Graeme Smith collected his second successive award as one of the five Mutual & Federal Cricketers of the Year. Smith was honoured together with Herschelle Gibbs, Makhaya Ntini, Shaun Pollock and Jacques Rudolph at the launch of the 50th edition of the Mutual & Federal South African Cricket Annual.
Rudolph is the only first-time winner of the award. Pollock was recognised for the fourth time, while Gibbs and Ntini joined Smith in being honoured for the second time.
Smith became South Africa's youngest Test captain when he was appointed at the age of 22. He led the country to a Test series win in Bangladesh but it was his deeds on a tour of England that attracted international attention. He made a South African Test record score of 277 in the first Test at Birmingham and followed up with 259 in the second Test at Lord's, becoming only the fourth batsman in history to make double centuries in two successive Tests. Smith also won acclaim for his dynamic captaincy.
Gibbs, Smith's opening partner, moved into the top echelon of world batsmen with a succession of exciting innings during the year. He was also among a handful of South Africans to enhance his reputation during a disappointing World Cup campaign by the national team.
Gibbs equalled the world record when he made three successive limited-overs international centuries at the beginning of last season. In the World Cup he hammered 384 runs at an average of 96, scoring at better than a run a ball, including a spectacular innings of 143 against New Zealand at the Wanderers.
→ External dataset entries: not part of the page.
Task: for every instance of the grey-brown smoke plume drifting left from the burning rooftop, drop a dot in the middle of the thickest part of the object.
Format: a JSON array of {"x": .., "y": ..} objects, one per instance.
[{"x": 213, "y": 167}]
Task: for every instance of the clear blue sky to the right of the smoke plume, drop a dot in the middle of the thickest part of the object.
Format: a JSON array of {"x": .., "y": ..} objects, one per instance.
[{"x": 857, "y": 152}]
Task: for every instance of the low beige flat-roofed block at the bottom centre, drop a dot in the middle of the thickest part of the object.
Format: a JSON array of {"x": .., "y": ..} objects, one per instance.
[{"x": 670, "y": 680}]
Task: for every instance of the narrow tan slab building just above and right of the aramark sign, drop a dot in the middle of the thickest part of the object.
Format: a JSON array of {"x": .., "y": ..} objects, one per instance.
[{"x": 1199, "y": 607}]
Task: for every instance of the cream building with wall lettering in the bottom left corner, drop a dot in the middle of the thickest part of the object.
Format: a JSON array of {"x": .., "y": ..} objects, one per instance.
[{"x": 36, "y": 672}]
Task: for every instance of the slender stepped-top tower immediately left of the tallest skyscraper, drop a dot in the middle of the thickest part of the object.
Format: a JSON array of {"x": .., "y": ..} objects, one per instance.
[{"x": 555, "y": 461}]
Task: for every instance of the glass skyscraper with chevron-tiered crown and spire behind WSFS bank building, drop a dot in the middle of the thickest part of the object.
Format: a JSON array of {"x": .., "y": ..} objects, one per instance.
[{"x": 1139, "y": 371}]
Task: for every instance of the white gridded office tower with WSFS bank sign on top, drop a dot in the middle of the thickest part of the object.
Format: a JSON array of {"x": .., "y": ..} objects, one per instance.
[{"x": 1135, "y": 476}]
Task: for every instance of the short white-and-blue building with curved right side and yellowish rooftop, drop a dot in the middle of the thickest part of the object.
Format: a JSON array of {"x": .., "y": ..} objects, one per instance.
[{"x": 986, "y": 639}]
In Test matches, he made hundreds against Bangladesh, Pakistan and England, making a career-best 228 against Pakistan at Newlands. He and Smith shared a South African record opening stand of 368 in the same match.
Ntini was South Africa's outstanding fast bowler and was the country 's leading wicket-taker in four successive Test series, against Bangladesh, Sri Lanka, Pakistan and England. He also took most wickets for South Africa in the World Cup. Among the highlights of Ntini's year was his performance in the Test against England at Lord's when he became the first South African to take ten wickets in a match there, marking the feat by kissing the turf.
Pollock bowled superbly throughout a difficult year during which he lost the captaincy after South Africa's failure in the World Cup. He displayed tremendous dignity and his personal performances and his loyalty to the team were never in doubt despite his change in status.
During the year, Pollock broke Allan Donald's record for most wickets for South Africa in one-day internationals and he became the second South African after Donald to take 300 wickets in Test cricket. He had the lowest average of runs per wicket of all players in the world to achieve the feat. Pollock was also in excellent batting form during the year, making 405 runs at an average of 81 in Test matches.
Rudolph made a sensational entrance into Test cricket when he scored 222 not out against Bangladesh at Chittagong, the second-highest score in Test history on debut. It was a triumph of determination and perseverance for a player whose career had been dogged by bad luck. Twice he had been set to make his Test debut, only for the honour to be snatched away from him by circumstances beyond his control. When he did get his chance, he took full advantage, showing outstanding concentration. Rudolph and Boeta Dippenaar shared an unbeaten third-wicket partnership of 429, the highest for any wicket by South Africa and the fifth highest of all time in Test cricket.
Colin Bryden, editor of the Mutual & Federal Annual, said it had been difficult to settle on five players after an exceptionally busy year for the national team. Among other players who had made strong claims were Jacques Kallis, Gary Kirsten, Boeta Dippenaar, Andrew Hall and Alan Dawson.